Self-consistent in internal and external parameters model of indactively coupled rf discharge at low-pressure

A model of a low-pressure ICRF discharge is considered as a nonlinear eigenvalue problem with a parameter for a system including electron balance equations and Maxwell's equations with mixed boundary conditions. The problem is considered in a cylindrical coordinate system for a plasmatron with solenoid coil. Maxwell's equations are considered in the transformed form to a system of elliptic equations in the squares of the modulus of electric and magnetic strengths. The coefficients of ambipolar diffusion, the ionization frequency and the frequency of elastic collisions of electrons with atoms and ions are assumed to be functions of the reduced electric field $E(r)/N$, they are calculated by the BOLSIG+ program using the LXCAT cross-section database.
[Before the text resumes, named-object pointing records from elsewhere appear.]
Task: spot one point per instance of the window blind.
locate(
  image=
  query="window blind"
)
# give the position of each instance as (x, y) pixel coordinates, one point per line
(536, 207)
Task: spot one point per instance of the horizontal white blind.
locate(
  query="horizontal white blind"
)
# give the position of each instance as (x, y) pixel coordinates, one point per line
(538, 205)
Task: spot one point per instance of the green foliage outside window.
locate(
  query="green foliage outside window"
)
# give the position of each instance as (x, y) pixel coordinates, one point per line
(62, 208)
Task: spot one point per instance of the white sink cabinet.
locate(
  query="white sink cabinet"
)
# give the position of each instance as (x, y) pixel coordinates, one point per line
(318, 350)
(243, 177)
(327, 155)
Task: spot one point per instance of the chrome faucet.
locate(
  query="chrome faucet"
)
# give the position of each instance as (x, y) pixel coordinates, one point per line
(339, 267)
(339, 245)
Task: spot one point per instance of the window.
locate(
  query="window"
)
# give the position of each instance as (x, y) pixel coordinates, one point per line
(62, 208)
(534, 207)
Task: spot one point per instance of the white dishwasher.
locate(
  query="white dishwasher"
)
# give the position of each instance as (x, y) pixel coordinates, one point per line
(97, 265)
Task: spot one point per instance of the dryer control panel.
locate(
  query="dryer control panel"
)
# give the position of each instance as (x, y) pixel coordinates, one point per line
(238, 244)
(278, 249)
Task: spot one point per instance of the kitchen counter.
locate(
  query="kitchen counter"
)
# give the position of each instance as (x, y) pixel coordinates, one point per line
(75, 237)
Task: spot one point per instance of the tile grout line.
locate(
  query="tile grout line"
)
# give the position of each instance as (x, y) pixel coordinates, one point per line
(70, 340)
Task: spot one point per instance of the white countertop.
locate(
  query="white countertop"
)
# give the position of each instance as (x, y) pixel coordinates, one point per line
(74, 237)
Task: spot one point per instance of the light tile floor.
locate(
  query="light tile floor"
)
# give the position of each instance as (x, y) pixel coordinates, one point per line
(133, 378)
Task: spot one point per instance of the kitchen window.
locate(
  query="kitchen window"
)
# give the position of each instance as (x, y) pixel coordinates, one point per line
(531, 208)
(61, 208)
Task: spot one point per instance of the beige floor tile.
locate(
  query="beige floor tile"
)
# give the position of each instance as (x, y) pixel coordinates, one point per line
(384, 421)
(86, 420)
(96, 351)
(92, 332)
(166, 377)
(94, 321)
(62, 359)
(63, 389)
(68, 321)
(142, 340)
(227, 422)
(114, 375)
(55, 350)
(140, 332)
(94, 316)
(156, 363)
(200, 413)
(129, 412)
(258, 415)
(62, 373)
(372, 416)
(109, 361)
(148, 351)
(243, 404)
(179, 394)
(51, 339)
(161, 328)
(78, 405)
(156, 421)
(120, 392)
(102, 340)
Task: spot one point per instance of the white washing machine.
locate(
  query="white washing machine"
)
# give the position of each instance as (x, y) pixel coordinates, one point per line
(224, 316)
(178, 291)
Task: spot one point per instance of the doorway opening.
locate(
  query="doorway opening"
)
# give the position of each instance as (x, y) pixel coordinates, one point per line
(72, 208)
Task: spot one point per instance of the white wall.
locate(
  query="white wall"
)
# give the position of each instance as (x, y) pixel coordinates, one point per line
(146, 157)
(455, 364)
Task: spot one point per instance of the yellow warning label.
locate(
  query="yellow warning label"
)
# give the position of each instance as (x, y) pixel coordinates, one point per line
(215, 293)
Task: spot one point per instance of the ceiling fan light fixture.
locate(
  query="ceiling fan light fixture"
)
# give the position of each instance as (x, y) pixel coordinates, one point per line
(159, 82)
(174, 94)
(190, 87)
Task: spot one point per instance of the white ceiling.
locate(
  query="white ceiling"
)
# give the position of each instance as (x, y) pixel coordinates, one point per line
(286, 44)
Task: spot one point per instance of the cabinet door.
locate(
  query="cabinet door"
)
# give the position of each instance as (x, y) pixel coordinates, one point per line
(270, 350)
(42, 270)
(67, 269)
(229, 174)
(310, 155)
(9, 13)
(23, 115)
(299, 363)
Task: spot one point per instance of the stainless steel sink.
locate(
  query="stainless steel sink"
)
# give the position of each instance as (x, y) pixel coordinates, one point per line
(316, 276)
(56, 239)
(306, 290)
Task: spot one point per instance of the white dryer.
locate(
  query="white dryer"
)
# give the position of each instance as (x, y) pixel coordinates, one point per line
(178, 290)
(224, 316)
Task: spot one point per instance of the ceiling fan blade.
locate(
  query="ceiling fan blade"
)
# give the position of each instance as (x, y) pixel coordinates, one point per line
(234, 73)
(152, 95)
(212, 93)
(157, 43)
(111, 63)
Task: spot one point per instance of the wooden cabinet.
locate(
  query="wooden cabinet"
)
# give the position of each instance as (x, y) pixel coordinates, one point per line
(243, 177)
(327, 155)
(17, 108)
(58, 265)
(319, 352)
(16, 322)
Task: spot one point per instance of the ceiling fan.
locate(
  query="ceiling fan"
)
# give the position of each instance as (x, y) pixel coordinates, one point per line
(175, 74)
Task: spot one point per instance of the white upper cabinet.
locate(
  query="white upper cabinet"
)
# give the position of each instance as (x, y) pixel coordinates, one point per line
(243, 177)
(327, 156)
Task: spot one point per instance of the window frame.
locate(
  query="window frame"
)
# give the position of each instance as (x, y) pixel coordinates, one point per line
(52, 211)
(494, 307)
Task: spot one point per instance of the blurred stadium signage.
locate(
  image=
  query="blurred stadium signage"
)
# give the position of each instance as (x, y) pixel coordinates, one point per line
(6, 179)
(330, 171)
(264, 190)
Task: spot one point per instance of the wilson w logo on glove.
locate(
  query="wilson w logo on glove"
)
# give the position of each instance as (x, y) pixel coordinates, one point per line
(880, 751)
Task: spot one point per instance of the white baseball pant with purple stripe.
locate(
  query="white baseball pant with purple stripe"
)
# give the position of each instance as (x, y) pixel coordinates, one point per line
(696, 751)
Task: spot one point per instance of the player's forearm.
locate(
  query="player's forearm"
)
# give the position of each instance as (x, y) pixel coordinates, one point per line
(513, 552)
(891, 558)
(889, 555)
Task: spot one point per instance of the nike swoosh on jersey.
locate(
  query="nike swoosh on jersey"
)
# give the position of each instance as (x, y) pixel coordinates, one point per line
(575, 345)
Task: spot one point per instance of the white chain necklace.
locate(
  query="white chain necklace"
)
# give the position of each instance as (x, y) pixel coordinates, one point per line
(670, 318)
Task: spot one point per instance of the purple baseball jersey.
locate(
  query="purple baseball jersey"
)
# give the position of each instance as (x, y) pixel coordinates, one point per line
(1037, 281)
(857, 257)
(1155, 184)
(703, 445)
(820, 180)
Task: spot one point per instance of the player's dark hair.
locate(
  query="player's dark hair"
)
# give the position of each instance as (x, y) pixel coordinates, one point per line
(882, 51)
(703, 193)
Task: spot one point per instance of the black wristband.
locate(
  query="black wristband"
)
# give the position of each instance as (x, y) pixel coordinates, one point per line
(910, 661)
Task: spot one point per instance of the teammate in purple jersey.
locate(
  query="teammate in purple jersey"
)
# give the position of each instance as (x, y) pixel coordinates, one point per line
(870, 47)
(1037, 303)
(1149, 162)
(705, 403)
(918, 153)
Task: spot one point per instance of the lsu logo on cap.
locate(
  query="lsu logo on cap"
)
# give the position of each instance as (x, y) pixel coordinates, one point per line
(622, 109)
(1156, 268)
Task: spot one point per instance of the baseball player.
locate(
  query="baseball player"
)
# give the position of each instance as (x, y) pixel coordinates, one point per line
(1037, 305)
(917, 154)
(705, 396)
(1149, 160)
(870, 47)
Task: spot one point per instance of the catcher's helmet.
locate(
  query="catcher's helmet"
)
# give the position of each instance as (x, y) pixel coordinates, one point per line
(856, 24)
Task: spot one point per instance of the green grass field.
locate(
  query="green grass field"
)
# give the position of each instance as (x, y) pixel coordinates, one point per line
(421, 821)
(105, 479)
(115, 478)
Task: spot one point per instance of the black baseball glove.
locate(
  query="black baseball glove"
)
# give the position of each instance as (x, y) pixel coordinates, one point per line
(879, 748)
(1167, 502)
It is shown that the spectral parameter of the problem is the electric field strength at the discharge boundary $E_R$, and the free parameter is the value of the electron concentration in the center of the plasma bunch $n_{e0}$. A condition for the existence of a nontrivial solution of the system is obtained as a nonlinear function of the smallest eigenvalue of the auxiliary linear Sturm-Liouville problem versus the value of the electric field strength at the discharge boundary. This approach makes it possible to find not only the self-consistent distribution of the electron concentration, electric, and magnetic fields in the discharge, but also to relate the value of $ n_ {e0} $ (an internal parameter) with the inductor current $ I_ {ind} $ (an external parameter). A program in Python has been developed to solve the system of boundary value problems. The equations of the system were discretized by the finite differences. The system of difference equations was solved using the Seidel-type iteration. The results of calculating the dependences of $ n_ {e0} $, electric and magnetic fields on $ I_ {ind} $ for an IC RF discharge in a discharge chamber $ 2{}4 $ cm in diameter at a pressure of $ 60 $ Pa and a generator frequency of $ 13{,}56 $ MHz are presented.